La tutelle et la curatelle sont des dispositifs judiciaires visant à protéger les personnes qui ne peuvent plus gérer leur vie personnelle ou financière du fait d'une incapacité, qu'elle soit physique ou mentale. Le juge des tutelles, saisi par un membre de la famille, un service social ou une structure de soins, se prononce sur ces mesures après avoir effectué une expertise psychiatrique et auditionné la personne concernée.
Parmi ces deux options, la tutelle représente la forme la plus stricte de protection.
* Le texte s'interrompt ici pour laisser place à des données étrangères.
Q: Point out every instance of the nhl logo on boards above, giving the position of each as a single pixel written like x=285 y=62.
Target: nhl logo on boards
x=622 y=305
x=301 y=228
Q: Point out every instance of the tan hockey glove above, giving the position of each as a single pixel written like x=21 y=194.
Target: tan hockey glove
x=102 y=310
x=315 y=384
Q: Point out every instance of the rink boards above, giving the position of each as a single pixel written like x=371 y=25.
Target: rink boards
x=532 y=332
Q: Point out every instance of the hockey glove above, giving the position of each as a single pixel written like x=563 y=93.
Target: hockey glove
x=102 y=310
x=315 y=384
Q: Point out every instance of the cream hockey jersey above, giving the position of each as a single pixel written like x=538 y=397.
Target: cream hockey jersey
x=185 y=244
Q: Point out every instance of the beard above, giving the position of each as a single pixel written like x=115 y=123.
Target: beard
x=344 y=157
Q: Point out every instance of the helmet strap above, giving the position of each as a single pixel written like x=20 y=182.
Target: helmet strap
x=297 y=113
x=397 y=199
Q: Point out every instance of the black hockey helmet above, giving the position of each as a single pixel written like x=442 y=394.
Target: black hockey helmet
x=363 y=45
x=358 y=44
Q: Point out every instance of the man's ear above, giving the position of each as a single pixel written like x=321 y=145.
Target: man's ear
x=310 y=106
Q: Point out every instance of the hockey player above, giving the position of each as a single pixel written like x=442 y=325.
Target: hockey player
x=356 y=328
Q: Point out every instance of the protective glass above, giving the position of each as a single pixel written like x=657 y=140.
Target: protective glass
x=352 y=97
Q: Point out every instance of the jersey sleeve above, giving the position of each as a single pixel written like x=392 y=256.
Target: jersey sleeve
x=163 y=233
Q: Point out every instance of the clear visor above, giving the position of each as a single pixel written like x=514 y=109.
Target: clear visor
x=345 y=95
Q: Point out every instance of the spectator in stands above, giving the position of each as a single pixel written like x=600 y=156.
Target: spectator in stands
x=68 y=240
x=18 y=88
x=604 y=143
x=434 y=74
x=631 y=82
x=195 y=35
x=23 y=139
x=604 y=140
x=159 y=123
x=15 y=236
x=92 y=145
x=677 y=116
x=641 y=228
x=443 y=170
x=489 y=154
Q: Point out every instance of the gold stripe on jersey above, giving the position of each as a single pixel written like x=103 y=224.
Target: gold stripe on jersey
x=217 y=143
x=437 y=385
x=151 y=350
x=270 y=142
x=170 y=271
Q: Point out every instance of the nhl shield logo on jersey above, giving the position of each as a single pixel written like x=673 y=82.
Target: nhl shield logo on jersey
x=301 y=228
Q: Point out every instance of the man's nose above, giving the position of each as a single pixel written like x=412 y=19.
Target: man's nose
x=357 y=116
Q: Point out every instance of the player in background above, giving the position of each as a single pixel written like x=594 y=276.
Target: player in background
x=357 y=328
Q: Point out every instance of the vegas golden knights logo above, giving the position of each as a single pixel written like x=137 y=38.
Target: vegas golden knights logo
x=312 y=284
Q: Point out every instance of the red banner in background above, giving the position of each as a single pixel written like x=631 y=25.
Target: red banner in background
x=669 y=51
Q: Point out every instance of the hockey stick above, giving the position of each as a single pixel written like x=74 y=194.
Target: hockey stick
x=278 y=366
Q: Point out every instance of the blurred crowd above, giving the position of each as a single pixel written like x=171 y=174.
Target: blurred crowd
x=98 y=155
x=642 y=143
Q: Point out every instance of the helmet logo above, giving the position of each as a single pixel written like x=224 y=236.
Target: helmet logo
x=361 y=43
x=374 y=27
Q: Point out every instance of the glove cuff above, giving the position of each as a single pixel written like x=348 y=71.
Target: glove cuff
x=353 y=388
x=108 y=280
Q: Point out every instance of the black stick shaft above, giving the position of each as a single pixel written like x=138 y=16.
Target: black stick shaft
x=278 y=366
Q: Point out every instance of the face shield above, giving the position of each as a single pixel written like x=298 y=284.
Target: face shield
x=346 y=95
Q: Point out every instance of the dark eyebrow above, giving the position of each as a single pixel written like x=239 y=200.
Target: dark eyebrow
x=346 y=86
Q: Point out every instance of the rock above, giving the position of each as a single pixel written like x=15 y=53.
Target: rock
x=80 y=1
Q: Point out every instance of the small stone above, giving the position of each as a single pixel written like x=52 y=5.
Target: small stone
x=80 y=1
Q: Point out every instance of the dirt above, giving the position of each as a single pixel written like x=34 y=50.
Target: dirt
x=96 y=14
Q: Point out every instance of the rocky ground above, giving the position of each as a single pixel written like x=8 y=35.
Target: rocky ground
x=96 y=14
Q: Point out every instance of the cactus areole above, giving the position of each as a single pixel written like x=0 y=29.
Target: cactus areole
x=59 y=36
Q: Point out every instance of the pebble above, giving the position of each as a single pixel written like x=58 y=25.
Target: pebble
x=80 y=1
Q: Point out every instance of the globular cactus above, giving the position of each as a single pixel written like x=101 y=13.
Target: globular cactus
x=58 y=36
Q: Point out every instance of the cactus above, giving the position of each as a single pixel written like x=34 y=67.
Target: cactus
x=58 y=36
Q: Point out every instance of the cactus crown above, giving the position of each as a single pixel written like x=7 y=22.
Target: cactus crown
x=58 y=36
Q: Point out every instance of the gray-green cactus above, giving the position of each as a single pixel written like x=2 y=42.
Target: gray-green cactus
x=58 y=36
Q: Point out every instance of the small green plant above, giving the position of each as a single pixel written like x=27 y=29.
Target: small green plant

La personne placée sous tutelle perd la capacité d'exercer elle-même certains de ses droits.
La curatelle : une approche plus souple
La curatelle, pour sa part, est conçue pour offrir un soutien dans les décisions importantes de la vie civile sans annuler complètement l'autonomie de la personne. Avec cette mesure, le juge des tutelles désigne un curateur pour assister la personne durant une durée maximale de cinq ans. Bien que la personne sous curatelle puisse continuer à effectuer des tâches courantes, comme réaliser des achats, voter et gérer ses rendez-vous médicaux, son curateur doit approuver les décisions ayant un impact direct sur son patrimoine.
Il existe plusieurs types de curatelle :
- Curatelle simple : assistance pour des actes spécifiques.
- Curatelle renforcée : le curateur perçoit les revenus et gère les dépenses de la personne protégée.
- Curatelle aménagée : le juge détermine précisément les actes que la personne peut effectuer seule.
La tutelle : une protection totale
La tutelle est destinée aux personnes dont les capacités sont gravement diminuées, souvent en raison de maladies ou de handicaps. Dans ce cadre, le tuteur peut agir en leur nom pour tous les aspects de la vie civile, notamment en ce qui concerne la préservation de leur patrimoine ou l'acceptation d'une succession. Bien que le tuteur doive demander l'autorisation du juge pour certains actes majeurs, comme les transactions immobilières ou les changements d'état civil, la personne sous tutelle peut encore accomplir des activités quotidiennes, telles que faire des courses ou envoyer du courrier.
Finalement, le tuteur veille également à que la personne protégée bénéficie d'un budget pour ses dépenses courantes.